Conclusions and perspectives

The recent renaming of the pathogenic species E. chrysanthemi to six different Dickeya spp. has been of considerable value in determining more precisely the causative agents of plant diseases caused by this group of pathogens worldwide. Dickeya dianthicola has been the main Dickeya spp. affecting potato in Europe for over 40 years. However, the last 6 years have seen the emergence of a more aggressive species, with the proposed name ‘D. solani’, which is currently responsible for significant potato crop losses. It is a concern that these pathogens are now able to cause disease in both cool, wet conditions, optimal for disease caused by P. atrosepticum, and warmer, dryer conditions (including those found in Israel and North and South Africa, as well as in continental Europe). This may in the future lead to the increased prevalence of blackleg and related diseases over a wider range of weather conditions favourable to disease development. It is also likely that increased spring and summer temperatures, arising as a consequence of climate change, may exacerbate the problem as Dickeya spp., and especially ‘D. solani’, are more aggressive at these higher temperatures.

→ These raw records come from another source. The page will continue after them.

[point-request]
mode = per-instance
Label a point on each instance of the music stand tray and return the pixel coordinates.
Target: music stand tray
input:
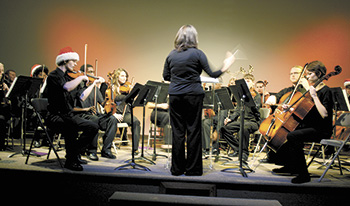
(145, 95)
(24, 86)
(160, 96)
(129, 99)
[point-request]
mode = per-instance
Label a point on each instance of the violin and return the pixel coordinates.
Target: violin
(110, 106)
(125, 88)
(74, 74)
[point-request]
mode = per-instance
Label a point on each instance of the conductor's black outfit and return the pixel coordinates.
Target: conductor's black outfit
(183, 69)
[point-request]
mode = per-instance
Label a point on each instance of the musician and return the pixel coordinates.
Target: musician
(182, 68)
(260, 87)
(316, 125)
(294, 76)
(163, 120)
(10, 76)
(123, 114)
(251, 123)
(232, 82)
(90, 97)
(61, 117)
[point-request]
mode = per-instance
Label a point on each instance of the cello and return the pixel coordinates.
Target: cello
(276, 127)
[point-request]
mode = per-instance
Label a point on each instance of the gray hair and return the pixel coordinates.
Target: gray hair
(186, 37)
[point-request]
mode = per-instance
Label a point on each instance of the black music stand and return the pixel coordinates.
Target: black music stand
(145, 95)
(129, 100)
(224, 102)
(340, 103)
(160, 96)
(24, 86)
(241, 91)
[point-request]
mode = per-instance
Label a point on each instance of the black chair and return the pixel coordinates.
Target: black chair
(338, 142)
(40, 109)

In addition to climate change, increased trade is playing a major part in the spread of the disease and, whilst the distribution of seed potato tubers may be the main cause of this spread, other plant hosts (particularly ornamentals) are likely also to play a role. Indeed, there is evidence that D. dianthicola and ‘D. solani’ have spread to potato via this route. If this proves to be the case, given the very wide host range of Dickeya spp., there is a high likelihood that other Dickeya pathogens could also be transferred between plant species (including potato, other crops and wild species), a problem that may intensify with the introduction and spread of new plant species and/or the increased use of irrigation water (that may harbour such pathogens), both as a consequence of climate change. Close consideration thus needs to be given to potential infection pathways, as well as the adaptability of these pathogens to other plant hosts, environments and climatic conditions.

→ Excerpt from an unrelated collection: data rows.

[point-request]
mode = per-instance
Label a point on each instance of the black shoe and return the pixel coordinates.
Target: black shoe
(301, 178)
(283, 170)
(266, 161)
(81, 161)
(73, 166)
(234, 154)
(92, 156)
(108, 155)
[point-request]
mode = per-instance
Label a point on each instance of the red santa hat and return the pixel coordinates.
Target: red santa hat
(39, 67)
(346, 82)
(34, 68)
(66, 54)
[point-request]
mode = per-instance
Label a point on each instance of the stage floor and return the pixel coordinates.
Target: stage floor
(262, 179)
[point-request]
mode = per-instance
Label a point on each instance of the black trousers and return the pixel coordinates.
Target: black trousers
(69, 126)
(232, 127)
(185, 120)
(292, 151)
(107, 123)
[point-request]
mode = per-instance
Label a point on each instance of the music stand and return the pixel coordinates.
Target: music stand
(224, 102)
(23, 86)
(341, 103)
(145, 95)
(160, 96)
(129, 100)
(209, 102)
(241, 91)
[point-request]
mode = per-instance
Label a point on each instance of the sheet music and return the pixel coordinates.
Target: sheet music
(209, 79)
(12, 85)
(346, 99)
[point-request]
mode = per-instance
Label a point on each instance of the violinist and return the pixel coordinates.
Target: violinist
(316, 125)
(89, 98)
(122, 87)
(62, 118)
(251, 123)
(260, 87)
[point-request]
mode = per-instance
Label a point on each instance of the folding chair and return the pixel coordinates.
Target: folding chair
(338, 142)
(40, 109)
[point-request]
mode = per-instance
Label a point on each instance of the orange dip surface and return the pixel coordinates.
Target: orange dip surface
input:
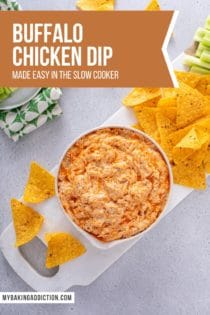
(114, 183)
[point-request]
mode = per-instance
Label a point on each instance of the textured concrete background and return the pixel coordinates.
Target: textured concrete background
(167, 272)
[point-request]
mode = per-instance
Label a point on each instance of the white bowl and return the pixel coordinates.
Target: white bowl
(93, 240)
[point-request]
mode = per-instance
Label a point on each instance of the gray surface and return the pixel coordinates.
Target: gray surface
(167, 272)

Whatever the source of infection, once in a potato crop the effects of Dickeya spp. can be serious but are not easily differentiated from Pectobacterium spp. based solely on symptomatology. It is, therefore, highly likely that disease outbreaks caused by Dickeya spp. have been underestimated in commercial potato production. Diagnostic tools are thus important for identifying the presence and spread of the pathogens. Diagnostics, based on a variety of molecular methodologies, are now being developed to allow differentiation between Dickeya species, which will be of particular use in future epidemiological investigations. Such diagnostics will be essential if new legislation to prevent the spread of Dickeya spp. into Scotland, Israel and other countries, is to be effective. Other control measures currently recommended are largely in line with those used for Pectobacterium spp., but if this disease is to be controlled, research is needed to identify specific measures that are most effective against the threat from Dickeya spp.